One of the best parts of this Sheet Pan Squash Casserole is the secret cheesy-cracker crust hidden underneath.
Sheet Pan Squash Casserole
Yields: 10 servings
- 2 pounds fresh squash, cut into ¼-inch-thick slices
- 5 cups water
- ⅔ cup chopped yellow onion
- 1¾ teaspoons kosher salt, divided
- 1 sleeve saltine crackers
- 4½ cups shredded sharp Cheddar cheese, divided
- ⅔ cup sour cream
- ⅔ cup mayonnaise
- ¼ cup heavy whipping cream
- ¼ teaspoon garlic powder
- ¼ teaspoon ground black pepper
- 2 large eggs, lightly beaten
- 1 cup coarsely crushed saltine crackers
- 1 tablespoon unsalted butter, melted
- Preheat oven to 350°. Spray a 15x10-inch sheet pan with cooking spray.

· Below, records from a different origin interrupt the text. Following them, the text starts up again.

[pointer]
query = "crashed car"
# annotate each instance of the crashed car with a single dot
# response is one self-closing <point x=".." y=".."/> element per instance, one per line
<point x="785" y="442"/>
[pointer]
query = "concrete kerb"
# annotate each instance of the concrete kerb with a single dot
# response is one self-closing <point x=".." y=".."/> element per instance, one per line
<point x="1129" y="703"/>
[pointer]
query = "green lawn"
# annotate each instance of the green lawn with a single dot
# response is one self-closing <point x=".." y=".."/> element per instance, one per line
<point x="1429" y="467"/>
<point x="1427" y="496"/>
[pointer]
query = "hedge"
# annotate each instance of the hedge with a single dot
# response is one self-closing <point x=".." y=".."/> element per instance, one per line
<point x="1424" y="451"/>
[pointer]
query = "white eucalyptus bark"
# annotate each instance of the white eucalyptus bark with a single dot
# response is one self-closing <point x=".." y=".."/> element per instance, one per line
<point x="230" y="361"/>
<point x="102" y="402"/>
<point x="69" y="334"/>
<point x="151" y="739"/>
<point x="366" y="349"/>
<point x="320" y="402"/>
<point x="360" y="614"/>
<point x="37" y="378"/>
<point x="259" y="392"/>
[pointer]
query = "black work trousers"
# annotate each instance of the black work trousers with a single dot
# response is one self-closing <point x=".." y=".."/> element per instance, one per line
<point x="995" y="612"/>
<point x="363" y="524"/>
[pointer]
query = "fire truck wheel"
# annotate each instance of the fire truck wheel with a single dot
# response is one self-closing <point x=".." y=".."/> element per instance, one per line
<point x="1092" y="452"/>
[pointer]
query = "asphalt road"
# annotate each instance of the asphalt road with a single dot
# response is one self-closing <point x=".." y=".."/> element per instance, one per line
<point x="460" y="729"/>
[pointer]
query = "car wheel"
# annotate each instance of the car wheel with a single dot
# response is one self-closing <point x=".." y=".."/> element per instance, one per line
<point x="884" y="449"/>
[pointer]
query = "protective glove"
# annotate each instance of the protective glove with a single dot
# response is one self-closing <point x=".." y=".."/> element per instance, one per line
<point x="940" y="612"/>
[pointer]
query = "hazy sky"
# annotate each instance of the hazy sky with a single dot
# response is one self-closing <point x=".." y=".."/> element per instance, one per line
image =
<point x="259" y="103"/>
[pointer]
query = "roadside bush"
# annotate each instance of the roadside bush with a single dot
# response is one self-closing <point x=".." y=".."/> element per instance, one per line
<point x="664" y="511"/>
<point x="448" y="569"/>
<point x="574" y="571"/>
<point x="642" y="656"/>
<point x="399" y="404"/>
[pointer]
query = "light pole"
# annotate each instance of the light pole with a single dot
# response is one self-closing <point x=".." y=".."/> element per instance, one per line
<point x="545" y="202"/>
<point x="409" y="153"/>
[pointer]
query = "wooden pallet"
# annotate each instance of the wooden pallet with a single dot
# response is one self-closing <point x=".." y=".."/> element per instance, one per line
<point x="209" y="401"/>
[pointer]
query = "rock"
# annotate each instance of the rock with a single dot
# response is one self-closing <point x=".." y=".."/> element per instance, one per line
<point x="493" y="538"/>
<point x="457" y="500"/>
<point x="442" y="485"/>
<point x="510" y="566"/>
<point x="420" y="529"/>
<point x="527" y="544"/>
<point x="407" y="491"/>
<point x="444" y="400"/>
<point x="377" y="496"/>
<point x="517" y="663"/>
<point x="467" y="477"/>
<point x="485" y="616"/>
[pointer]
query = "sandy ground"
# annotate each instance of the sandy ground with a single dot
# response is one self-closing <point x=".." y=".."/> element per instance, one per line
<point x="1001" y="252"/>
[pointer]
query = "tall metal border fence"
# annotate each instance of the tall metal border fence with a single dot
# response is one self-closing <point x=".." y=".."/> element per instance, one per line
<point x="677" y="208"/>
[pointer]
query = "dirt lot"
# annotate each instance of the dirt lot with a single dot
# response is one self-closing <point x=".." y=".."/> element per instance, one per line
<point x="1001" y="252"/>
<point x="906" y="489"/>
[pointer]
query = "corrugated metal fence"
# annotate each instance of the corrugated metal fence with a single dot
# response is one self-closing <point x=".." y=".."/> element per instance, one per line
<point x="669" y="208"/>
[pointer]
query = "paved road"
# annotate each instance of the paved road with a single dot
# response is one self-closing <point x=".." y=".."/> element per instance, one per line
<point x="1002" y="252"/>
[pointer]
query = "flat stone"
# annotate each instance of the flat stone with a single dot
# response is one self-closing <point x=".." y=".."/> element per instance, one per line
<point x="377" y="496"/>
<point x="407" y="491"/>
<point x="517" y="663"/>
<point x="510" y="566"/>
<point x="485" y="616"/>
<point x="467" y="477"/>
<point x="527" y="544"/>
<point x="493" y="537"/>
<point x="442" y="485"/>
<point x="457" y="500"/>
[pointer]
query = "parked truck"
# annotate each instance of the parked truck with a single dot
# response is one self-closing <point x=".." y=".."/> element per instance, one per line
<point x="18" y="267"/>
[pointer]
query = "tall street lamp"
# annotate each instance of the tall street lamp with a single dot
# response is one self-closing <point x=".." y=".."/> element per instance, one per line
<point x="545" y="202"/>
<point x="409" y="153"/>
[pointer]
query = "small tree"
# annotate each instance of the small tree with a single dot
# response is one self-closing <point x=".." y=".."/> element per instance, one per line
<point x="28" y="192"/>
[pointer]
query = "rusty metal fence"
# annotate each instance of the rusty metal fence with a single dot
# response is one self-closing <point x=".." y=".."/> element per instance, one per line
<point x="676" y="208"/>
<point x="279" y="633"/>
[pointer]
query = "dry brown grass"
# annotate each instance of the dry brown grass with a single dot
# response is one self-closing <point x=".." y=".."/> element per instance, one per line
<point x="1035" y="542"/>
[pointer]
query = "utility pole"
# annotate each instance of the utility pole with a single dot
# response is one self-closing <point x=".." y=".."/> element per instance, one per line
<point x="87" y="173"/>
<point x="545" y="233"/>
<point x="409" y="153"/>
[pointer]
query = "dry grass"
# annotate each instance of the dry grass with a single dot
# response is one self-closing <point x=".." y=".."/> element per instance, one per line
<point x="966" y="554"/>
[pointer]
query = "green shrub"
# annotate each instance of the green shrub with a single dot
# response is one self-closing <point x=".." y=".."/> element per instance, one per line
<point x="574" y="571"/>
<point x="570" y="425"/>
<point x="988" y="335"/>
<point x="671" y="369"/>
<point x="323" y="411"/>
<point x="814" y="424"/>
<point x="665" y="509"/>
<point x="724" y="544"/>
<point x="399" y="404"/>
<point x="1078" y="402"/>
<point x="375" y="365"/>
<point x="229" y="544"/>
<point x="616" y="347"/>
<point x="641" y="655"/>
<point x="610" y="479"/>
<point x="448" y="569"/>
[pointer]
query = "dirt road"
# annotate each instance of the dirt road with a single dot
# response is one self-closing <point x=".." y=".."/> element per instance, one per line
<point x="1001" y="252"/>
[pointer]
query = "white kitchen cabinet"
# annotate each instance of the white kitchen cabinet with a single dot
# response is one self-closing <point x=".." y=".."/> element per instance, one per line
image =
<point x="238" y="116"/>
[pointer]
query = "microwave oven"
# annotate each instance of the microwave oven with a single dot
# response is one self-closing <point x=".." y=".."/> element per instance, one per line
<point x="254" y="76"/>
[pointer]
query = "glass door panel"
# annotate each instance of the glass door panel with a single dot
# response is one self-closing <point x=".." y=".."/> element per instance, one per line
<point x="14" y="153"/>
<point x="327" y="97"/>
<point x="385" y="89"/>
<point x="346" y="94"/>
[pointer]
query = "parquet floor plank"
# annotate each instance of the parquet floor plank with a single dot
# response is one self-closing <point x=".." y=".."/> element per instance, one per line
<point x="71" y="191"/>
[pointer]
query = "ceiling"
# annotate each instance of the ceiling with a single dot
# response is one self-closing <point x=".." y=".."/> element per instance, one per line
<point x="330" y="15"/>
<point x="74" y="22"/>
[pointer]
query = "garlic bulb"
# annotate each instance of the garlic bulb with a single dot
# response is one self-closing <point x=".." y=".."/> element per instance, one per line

- In a large Dutch oven, bring squash, 5 cups water, onion, and 1 teaspoon salt to a boil over medium-high heat. Reduce heat to medium-low; simmer until tender, about 7 minutes. Drain.
- Line bottom of prepared pan with crackers. Sprinkle 3½ cups cheese over crackers.
- Bake until cheese is melted, about 5 minutes. Remove from oven.
- In a medium bowl, whisk together sour cream, mayonnaise, cream, garlic powder, pepper, eggs, and remaining ¾ teaspoon salt. Spread squash mixture over melted cheese. Gradually pour egg mixture over squash. Sprinkle with remaining 1 cup cheese. In a small bowl, toss together crushed crackers and melted butter; sprinkle over top.
- Bake until center is set, about 25 minutes. Sprinkle with additional pepper. Let cool on a wire rack for 20 minutes.